9 Assim, correta a sentença ao condenar o réu-apelante ao pagamento de R$300,00 (trezentos reais) a guisa de aluguel. Neste sentido, entre outros, o seguinte julgado: APELAÇÃO CÍVEL. Ação de Reintegração de Posse. Sentença de procedência do pedido inicial e de improcedência do pedido contraposto. Apelo da parte ré que não merece acolhimento. Preliminar de nulidade do decisum. Rejeição. Inexistência do alegado cerceamento de defesa. Prova oral pretendida desinfluente para o desate da controvérsia. Aplicação do art. 130 do CPC. Acervo probatório que revela o desdobramento da posse, em virtude da celebração de comodato verbal, por prazo indeterminado, sobre o imóvel objeto da ação. Denúncia do contrato. Notificação para desocupação voluntária. Desatendimento. Transmudação da posse justa em injusta pelo vício da precariedade. Inteligência do art. 1.200 do CC. Esbulho possessório configurado. Preenchimento dos requisitos insertos no art. 927 do CPC. Retomada do imóvel que se impõe. Termo inicial da taxa de ocupação que deve corresponder à data de exaurimento do prazo consignado na notificação judicial. Insucesso do pretendido direito de retenção e de indenização por benfeitorias, dada a ausência de produção de prova robusta apta a demonstrá-las. Manutenção do decisum. NEGATIVA DE SEGUIMENTO AO RECURSO, NOS TERMOS DO ART. 557, CAPUT DO CPC. [TJRJ 2ª Câmara Cível Apelação Cível n.º 0014696-38.2009.8.19.0061 Des.
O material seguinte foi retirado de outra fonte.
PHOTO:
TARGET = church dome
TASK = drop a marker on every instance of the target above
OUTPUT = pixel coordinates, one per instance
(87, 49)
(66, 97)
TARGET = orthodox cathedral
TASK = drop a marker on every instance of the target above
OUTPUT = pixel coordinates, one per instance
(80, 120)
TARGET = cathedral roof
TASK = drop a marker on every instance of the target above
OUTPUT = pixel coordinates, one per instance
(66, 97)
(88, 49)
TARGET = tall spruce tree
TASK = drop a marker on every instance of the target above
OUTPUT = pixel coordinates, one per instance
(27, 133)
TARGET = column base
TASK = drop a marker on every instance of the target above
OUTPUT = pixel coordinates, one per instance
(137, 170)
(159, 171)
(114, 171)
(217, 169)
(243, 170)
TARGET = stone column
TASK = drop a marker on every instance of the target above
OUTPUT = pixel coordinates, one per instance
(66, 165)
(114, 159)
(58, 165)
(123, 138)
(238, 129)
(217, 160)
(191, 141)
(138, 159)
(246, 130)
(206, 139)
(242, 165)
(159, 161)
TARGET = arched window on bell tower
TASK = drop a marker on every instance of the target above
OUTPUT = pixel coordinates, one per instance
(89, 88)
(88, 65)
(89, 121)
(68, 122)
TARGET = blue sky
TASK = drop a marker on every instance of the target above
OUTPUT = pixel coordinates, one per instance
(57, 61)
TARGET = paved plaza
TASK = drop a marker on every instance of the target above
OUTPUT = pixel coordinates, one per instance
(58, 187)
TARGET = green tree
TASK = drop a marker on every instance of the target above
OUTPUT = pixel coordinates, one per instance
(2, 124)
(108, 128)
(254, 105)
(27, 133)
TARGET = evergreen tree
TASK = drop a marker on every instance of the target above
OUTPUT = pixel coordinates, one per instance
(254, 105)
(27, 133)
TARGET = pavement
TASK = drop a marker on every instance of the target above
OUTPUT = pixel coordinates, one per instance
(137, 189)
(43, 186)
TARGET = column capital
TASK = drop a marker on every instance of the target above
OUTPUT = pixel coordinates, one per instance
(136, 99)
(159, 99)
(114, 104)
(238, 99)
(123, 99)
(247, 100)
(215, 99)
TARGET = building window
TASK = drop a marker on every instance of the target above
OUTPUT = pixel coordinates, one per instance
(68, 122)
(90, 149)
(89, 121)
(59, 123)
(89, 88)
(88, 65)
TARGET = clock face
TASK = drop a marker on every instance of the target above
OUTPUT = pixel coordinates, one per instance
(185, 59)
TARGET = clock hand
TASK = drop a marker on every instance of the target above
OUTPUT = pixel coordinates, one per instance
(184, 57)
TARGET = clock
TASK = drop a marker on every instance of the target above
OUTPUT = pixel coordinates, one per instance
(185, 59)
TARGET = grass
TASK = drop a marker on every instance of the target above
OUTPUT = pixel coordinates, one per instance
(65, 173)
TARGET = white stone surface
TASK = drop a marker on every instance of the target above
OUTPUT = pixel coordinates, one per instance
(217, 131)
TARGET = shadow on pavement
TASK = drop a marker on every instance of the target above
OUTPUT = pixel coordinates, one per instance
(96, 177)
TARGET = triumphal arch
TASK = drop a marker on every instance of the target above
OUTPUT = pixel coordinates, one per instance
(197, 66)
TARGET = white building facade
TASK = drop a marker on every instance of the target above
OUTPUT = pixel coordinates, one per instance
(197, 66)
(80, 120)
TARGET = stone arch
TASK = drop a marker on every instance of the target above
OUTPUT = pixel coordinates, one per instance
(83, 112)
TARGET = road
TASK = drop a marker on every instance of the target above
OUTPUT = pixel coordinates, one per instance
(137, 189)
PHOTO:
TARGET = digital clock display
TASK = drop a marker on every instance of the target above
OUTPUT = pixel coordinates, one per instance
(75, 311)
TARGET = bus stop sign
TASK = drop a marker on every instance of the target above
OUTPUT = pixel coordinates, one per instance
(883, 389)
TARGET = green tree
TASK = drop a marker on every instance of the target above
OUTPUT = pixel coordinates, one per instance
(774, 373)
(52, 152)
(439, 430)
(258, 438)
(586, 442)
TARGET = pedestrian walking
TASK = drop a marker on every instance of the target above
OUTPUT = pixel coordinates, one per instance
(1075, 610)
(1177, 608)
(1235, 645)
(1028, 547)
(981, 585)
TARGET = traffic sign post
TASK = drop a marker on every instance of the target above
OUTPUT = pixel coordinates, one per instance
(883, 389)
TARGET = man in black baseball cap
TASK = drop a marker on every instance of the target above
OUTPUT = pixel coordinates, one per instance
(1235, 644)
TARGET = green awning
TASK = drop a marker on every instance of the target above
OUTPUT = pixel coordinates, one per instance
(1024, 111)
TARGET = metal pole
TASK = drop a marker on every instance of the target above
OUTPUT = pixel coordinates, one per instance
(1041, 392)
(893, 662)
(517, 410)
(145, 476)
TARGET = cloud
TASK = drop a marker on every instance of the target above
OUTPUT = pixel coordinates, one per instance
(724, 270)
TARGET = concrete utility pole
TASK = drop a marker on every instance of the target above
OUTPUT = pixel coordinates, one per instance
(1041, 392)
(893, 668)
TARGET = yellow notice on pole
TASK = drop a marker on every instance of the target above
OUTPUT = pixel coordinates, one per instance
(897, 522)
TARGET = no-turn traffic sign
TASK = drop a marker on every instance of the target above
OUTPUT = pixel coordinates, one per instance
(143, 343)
LEILA MARIANO - Julgamento: 30/09/2011] (Grifou-se) Ocorrendo o rompimento do contrato, com a notificação, e não procedendo os comodatários à entrega voluntária do bem, caracteriza-se
10 o esbulho a legitimar a reintegração do autor na posse do bem, com o devido arbitramento de algueres pelo tempo de retardo na entrega do imóvel, a teor do art. 582 do Código Civil. Diante do exposto, com fulcro no art. 557 caput do CPC, NEGA-SE SEGUIMENTO ao presente recurso, mantendo-se a sentença, por seus próprios fundamentos, na forma regimental. Rio de Janeiro, 04/07/2013. SIDNEY HARTUNG, Desembargador Relator.